Chapitre 5 | 2
Musique proposée : Soldier - Fleurie. (En média).
Ma gorge devient sèche et ma cage-thoracique s'enflamme de stress, tant et si bien que je me mets à supplier mes genoux de ne pas céder. Il fouille calmement dans un placard en fer gris foncé pour en sortir une bouteille de Blanton's, ce bourbon que ma mère a toujours refusé d'offrir à mon père à cause de son prix exorbitant. Il s'en sert un verre généreux et y place quelques glaçons, dans un silence étouffant.

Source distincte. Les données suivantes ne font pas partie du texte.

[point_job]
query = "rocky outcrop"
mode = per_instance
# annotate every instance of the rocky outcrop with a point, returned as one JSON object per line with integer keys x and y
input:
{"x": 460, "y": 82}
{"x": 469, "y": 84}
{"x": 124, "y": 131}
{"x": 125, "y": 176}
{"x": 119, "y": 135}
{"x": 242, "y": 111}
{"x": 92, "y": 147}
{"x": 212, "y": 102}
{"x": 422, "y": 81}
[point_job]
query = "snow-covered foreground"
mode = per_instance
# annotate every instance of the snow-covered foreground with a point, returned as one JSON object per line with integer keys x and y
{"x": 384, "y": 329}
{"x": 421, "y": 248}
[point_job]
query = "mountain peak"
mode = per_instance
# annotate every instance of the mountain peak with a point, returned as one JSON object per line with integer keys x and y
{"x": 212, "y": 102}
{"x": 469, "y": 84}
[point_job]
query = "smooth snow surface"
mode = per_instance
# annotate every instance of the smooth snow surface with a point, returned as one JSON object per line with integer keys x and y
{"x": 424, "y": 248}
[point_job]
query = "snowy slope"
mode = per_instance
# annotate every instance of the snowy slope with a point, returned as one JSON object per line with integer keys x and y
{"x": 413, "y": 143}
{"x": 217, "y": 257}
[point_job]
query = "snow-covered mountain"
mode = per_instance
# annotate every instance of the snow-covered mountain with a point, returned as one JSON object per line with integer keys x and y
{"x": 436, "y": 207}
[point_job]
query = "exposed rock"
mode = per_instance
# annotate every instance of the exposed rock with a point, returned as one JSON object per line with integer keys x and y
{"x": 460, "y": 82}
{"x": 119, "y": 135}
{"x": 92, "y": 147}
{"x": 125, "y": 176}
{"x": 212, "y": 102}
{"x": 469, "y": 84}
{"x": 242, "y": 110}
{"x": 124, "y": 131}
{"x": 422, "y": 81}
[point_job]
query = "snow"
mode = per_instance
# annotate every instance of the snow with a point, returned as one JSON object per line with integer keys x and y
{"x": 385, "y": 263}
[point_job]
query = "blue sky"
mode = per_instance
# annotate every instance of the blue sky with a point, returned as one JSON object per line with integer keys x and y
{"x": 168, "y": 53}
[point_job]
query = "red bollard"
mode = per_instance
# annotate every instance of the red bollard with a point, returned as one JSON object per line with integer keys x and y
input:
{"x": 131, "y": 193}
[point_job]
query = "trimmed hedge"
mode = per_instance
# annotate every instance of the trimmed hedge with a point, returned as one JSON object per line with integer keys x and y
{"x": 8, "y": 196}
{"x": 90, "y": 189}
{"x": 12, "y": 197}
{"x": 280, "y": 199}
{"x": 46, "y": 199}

Il porte la liqueur à ses lèvres en se retournant finalement vers nous, inspire les vapeurs alcoolisées qui se dégagent du liquide marron, puis en avale une nouvelle gorgée, sans me quitter des yeux. Tétanisé, je ne peux m'empêcher de suivre les mouvements verticaux de sa pomme d'Adam meurtrie.
― Je voulais que tu vois ça pour que tu comprennes ce qui pourrait arriver à quelqu'un qui, je ne sais pas... penserait qu'il peut jouer au héros et me doubler, par exemple.
Son regard appelle le mien alors qu'il s'approche dangereusement de mon espace vital. Chacun de ses mots retentit en moi comme un avertissement et je suis obligé de me retenir pour ne pas reculer à mesure qu'il avance dans ma direction.
― J'accepte beaucoup de choses, tu sais, renchérit-il, arrivé à quelques centimètres de moi. Je pardonne les erreurs, après tout, on en fait tous... Mais ce que je ne supporte pas, c'est la trahison. Le même sort attend tous les traîtres et je tiens à ce que tu t'en rappelles.
Désormais, seule la largeur de son verre nous sépare et je me sens soudain à l'étroit dans la pièce spacieuse. Son haleine, embrumée de Whisky, danse avec mon odorat et je me vois obligé de déglutir pour ne pas recracher mes tripes sur ses vêtements clairs.
― Donc si jamais tu t'avises d'abuser de ma confiance...
― Il ne le fera pas, le coupe West d'un ton sec.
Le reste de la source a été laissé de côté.